Benessere aziendale al vaglio delle attuali grandi trasformazioni collettive e individuali

Nell’era dell’iperidentità, le aziende devono adottare modelli scientifico-umanistici capaci di leggere e rispondere in maniera innovativa alle istanze dei lavoratori in termini di soddisfazione e benessere lavorativo

La chiave della prosperità economica è la creazione organizzata dell’insoddisfazione” osservava, nel 1917, il direttore della General Motors, Charles Kettering. Oggi, dietro queste parole, si può leggere tutta la lunga storia del marketing che si protratta fino ai giorni nostri abbracciando e facendo proprie tutte le trasformazioni che di sono succedute nel tempo, non ultima quella digitale, che ha scardinato e rimodellato vecchi paradigmi aprendo a innovazioni e facendo emergere potenzialità prima difficilmente concepibili. Tuttavia, l’insoddisfazione di cui parla Kettering non è solo qualcosa applicabile alla persona in quanto consumatore di beni e servizi, ma è oggi, più che mai, da intendere anche relativa al ruolo di lavoratore dello stesso individuo e, quindi, di fautore di tali beni e servizi.
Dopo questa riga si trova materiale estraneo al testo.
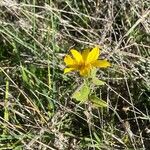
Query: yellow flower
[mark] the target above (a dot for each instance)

In particolare, tra gli shock trasformativi che stanno impattando sul presente, la pandemia da Covid-19 sta avendo ripercussioni sul mondo del lavoro che vanno ben oltre gli sforzi di determinati settori più fortemente legati alla crisi sanitaria in senso stretto. Vi è, quindi, in atto una rivoluzione dell’organizzazione del lavoro, che se è vero che per la maggior parte è demandata ai C-level delle aziende, è vero pure che in molti hanno deciso di rischiare e affrontare in prima persona questa crescente insoddisfazione, intraprendendo nuovi percorsi lavorativi più o meno autonomi, come l’ondata delle grandi dimissioni, iniziata negli USA e oggi rintracciabile in molti altri paesi, può dimostrare.

A tal proposito, nel libro edito da Deloitte Private dal titolo L’evoluzione del concetto di benessere individuale e aziendale. Un modello innovativo di misurazione” a cura di Marco Caiffa, Elena Croci, Ernesto Lanzillo e Marco Vulpiani (McGraw Hill, 2021), si rifletta su come oggi “viviamo nell’era di un accesso illimitato a servizi e consumi che vanno oltre il mero bisogno […]”, il tutto 24 ore su 24, “in nome di una modernità democratica, globale, per tutti. Accesso, consenso, benessere, tutto personalizzato per dire cosa e dove consumiamo e dunque chi siamo. Siamo di fronte a scenari nuovi, complessi, che sicuramente denotano un nuovo bisogno di affermazione e di conseguenza una grande possibile frustrazione”.

Di certo, analizzare l’attuale momento storico non è facile proprio perché manca la distanza temporale che permette razionalità e soprattutto un’ampia prospettiva per individuare e definire i legami di causa-effetto, andando oltre la generica disamina di “situazione complessa non lineare”.  Il sopracitato libro, tuttavia, riassume cinque similitudini di tendenza, intendendo con quest’espressione come tra le molteplicità di direzioni possibili e ritracciabili ve ne siano alcune con dati e caratteristiche simili. Vengono elencate e presentate come segue:

  • la ricerca di un appagamento individuale che si estende su più piani (piano fisico, estetico, intellettuale);
  • in un mondo globalizzato, la voglia di distinguersi, di essere differente, di poter dire la propria opinione pur essendo un solo singolo essere umano;
  • la ricerca di ideali per cui valga la pena mettersi in gioco (ultimamente il pianeta Terra pare essere un valido argomento);
  • la grande voglia di fare esperienza al di là di una sicurezza del quotidiano;
  • l’importanza della divulgazione delle proprie esperienze sui social.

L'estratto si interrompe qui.